Call for expanding bus service as many are driving less

At a time when many are driving less and using more mass transit, Kansas City struggles to provide basic bus service.

A special city council committee studying funding for transit heard a presentation Thursday from Kansas City Area Transportation Authority officials.

The council committee was formed to study and recommend how funds from a city sales tax would be allotted among transit options like buses, the coming streetcars and road maintenance.

No matter if the KCATA gets 95 percent of the tax for buses or the current 87 percent or so, projections are grim, said Mark Huffer, KCATA general manager.

The sales tax revenue grows at maybe 1 percent a year and bus expenses increase by 2.5 percent and a reserve fund that helps keep the buses running will be gone by about 2018.

And already, he said, “There’s more demand than what we currently provide.”

Transit advocates testified that the city should be looking at how to expand bus services – not how to limply maintain them.

Meanwhile, Huffer says riders from 20 to 35 are his fastest growing demographic.

“That’s the next generation of leaders and they’re going to be looking for cities with viable transportation,” he said in an interview.

He told the committee, “Every time there is a study Kansas City is at the bottom in terms of access to jobs by transit.”

National studies show that from 2001 to 2009, the average number of miles driven a year dropped 23 percent for people ages 16 to 34.

At the same time, people over 55 – a growing number of the boomer generation – tend to drive less and use more public transportation.

Kansas City contracts with the KCATA to operate buses, provides 92 percent of its local funding and is the only governmental entity that has a dedicated tax to pay KCATA.
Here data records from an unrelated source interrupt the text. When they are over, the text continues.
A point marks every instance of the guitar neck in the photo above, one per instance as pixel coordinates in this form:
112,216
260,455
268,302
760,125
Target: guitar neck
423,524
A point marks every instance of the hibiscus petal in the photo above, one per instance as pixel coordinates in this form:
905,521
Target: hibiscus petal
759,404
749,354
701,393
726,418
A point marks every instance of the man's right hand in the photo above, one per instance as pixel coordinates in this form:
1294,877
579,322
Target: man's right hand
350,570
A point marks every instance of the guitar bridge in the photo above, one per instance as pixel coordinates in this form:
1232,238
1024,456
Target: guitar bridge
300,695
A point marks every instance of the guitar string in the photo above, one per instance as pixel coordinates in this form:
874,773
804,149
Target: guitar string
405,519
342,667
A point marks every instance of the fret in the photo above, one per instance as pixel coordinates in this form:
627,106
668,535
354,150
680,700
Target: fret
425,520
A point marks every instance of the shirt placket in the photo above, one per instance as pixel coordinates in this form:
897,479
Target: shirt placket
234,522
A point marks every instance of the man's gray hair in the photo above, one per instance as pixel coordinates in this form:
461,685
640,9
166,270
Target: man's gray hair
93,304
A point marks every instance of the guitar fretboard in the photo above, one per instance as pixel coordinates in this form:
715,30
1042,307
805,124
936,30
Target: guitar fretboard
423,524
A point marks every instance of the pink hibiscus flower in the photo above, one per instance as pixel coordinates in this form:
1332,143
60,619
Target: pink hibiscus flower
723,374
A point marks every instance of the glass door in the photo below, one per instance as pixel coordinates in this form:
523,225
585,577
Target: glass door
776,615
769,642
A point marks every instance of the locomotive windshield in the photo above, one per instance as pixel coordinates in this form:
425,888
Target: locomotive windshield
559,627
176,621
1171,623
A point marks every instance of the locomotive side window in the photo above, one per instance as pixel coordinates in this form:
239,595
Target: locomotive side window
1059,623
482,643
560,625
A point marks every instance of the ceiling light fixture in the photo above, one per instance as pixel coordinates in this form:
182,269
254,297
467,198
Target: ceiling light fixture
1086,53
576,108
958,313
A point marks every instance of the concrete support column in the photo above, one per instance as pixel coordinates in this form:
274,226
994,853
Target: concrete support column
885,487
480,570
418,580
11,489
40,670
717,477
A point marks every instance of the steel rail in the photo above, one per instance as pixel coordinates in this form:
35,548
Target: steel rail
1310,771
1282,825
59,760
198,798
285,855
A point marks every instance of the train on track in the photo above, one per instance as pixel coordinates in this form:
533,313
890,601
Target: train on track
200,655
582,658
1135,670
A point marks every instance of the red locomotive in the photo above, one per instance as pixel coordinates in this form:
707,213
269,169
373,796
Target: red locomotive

Yet Kansas City has only three representatives on the 10-member KCATA board.

Councilman Ed Ford said, “I think that has always been a sore point among elected officials of Kansas City.”

At the same time, Ford said, KCATA would be the logical entity to coordinate transit operations area wide involving buses, streetcars and other options.

Huffer agreed that some such coordination is needed.

In an interview, he also said it would be make sense for Jackson County and other counties to use county taxes to help fund a coordinated bus system throughout the area.